Fernando Gomes realmente me trouxe de propósito!
Quanto ao motivo das suas intenções, ou o que seriam essas segundas intenções, já não me cabia mais pensar.
Com o coração acelerado, tentei conter a emoção e, com respeito, fiz uma reverência profunda de noventa graus diante do senhor.
No rosto marcado pelo tempo e pelas adversidades da vida, seus olhos brilhavam intensamente. Cada ruga, esculpida pelos anos, parecia guardar sabedoria e lealdade.
O professor levantou o olhar e me encarou, o olhar sereno.
— Professor Carlos, é uma honra imensa poder conhecê-lo, — disse, sentindo as lágrimas aflorarem. Disfarcei, passando o dorso da mão pelos olhos.
Não sei bem por quê, mas, mesmo sendo a primeira vez que via aquele senhor de idade avançada, não sentia estranheza nem nervosismo. Ao contrário, havia uma vontade genuína de me aproximar.
O professor assentiu com gentileza, mas por um breve instante, percebi uma mudança sutil em sua expressão, como se algo passasse rapidamente por seus olhos, rápido demais para que eu pudesse compreender.
— Francisca Lobato? Lobato é um sobrenome pouco comum. Posso perguntar, seu pai se chama Benício Lobato?
Não esperava que o professor se interessasse tanto pela minha família.
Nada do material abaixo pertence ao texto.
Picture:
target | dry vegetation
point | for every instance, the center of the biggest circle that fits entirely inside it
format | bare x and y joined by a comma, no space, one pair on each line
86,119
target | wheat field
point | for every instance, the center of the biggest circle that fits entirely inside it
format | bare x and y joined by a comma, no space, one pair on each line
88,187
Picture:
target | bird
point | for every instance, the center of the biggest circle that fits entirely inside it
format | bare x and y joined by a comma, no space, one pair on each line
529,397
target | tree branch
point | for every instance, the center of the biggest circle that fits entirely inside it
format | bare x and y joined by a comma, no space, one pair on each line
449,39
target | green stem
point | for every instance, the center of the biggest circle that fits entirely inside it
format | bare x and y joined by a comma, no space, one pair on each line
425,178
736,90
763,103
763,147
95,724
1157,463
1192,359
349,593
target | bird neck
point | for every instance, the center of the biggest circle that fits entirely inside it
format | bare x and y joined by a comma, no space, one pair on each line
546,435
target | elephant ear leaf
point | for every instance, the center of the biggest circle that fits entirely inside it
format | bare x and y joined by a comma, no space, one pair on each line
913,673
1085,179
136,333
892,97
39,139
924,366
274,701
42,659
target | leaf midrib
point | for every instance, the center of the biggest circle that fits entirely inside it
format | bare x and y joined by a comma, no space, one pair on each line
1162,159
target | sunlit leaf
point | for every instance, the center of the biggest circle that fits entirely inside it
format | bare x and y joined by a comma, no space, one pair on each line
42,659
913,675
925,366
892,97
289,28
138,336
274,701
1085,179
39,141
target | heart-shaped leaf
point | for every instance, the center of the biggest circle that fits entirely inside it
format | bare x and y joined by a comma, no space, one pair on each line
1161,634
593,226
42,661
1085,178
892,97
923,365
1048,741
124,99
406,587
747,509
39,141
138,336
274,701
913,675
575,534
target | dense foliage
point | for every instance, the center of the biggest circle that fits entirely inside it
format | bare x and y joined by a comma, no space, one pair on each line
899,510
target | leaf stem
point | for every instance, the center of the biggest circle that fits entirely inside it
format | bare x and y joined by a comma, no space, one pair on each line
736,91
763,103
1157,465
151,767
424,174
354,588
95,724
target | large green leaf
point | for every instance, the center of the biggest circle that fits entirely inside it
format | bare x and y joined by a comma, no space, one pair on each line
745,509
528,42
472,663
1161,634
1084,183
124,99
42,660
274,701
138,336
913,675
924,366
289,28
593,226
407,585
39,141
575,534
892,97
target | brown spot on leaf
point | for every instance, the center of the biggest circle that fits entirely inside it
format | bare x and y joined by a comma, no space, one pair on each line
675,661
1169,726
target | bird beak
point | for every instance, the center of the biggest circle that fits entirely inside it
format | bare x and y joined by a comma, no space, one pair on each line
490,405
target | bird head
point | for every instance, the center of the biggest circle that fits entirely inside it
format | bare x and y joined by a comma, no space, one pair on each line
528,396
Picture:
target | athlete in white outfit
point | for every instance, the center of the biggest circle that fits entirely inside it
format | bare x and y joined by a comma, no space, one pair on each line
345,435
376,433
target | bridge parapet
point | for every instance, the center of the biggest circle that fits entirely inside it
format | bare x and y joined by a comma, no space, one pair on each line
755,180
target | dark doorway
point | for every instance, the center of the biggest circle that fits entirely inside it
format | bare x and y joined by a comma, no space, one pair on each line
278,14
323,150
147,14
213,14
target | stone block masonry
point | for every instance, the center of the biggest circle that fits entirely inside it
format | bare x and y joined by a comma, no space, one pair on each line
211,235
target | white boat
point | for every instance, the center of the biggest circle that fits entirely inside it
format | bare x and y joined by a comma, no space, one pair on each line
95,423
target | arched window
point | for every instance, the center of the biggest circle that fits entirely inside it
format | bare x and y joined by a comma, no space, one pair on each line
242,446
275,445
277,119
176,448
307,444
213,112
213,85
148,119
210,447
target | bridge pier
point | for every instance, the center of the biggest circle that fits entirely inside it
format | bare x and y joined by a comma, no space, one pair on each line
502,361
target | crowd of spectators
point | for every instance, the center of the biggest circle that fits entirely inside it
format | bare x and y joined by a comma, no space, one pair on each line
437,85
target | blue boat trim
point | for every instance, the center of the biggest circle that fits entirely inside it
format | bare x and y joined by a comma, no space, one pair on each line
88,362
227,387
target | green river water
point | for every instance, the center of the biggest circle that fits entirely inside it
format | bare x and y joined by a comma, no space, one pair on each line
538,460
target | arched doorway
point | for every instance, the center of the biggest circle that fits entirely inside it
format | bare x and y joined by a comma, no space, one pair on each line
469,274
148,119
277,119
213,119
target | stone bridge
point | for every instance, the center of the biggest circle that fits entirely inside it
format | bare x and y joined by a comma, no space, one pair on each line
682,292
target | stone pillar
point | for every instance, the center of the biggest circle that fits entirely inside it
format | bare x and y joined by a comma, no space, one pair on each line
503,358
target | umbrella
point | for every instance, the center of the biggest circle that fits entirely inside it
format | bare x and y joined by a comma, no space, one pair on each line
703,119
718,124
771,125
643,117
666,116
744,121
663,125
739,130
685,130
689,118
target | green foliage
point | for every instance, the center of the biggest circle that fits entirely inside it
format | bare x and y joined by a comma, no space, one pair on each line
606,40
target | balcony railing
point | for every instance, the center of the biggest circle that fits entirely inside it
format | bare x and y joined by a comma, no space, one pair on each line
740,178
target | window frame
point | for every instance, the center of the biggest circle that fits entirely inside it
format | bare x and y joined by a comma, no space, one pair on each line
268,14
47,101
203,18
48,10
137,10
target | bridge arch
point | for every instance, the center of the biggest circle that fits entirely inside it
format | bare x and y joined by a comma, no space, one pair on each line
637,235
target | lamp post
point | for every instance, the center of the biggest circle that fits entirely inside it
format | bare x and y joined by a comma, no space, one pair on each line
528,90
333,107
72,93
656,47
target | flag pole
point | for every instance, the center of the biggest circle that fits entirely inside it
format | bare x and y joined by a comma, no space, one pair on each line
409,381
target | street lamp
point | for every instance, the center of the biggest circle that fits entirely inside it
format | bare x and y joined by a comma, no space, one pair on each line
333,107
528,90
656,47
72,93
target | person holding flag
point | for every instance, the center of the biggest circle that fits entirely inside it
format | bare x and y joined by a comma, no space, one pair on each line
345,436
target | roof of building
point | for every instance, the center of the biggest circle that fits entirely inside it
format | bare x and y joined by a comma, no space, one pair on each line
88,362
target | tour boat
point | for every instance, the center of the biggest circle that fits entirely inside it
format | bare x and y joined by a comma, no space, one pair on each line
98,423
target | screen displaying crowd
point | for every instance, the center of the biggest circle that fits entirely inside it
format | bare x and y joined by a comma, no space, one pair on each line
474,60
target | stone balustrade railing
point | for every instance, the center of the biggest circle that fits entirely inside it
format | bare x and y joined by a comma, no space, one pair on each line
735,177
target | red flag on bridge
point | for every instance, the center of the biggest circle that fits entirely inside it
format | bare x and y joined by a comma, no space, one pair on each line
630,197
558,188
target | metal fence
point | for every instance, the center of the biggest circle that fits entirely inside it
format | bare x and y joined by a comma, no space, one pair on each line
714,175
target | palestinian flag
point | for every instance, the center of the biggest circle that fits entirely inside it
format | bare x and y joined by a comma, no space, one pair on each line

Achei curioso, mas respondi educadamente:
— Desculpe, professor, meu pai se chamava Cássio Lobato. Ele faleceu há cinco anos, vítima de doença.
Era uma oportunidade rara encontrar o mestre dos meus sonhos, ver de perto o código que ele mesmo escreveu. O desejo de ser sua aluna já existia há muito tempo, não podia deixar essa chance escapar hoje!
O silêncio caiu de repente no quarto. O professor ficou pensativo por um bom tempo, até que finalmente disse:
— Saia um pouco, por favor. Preciso conversar com Fernando em particular.
Olhei para Fernando Gomes, que assentiu discretamente. Sem alternativa, obedeci e saí.
O quarto ficava no fim do corredor, lugar tranquilo e bem iluminado pelo sol, ao lado da saída de emergência.
No fundo, eu não tinha muita certeza de que o professor me aceitaria como aluna, mas a esperança era tão grande que me deixava inquieta. Caminhei devagar pelo corredor, pensando em como poderia convencê-lo a aceitar meu pedido.
Ao chegar perto da escada, ouvi vozes vindas de dentro. Aquilo me fez parar imediatamente.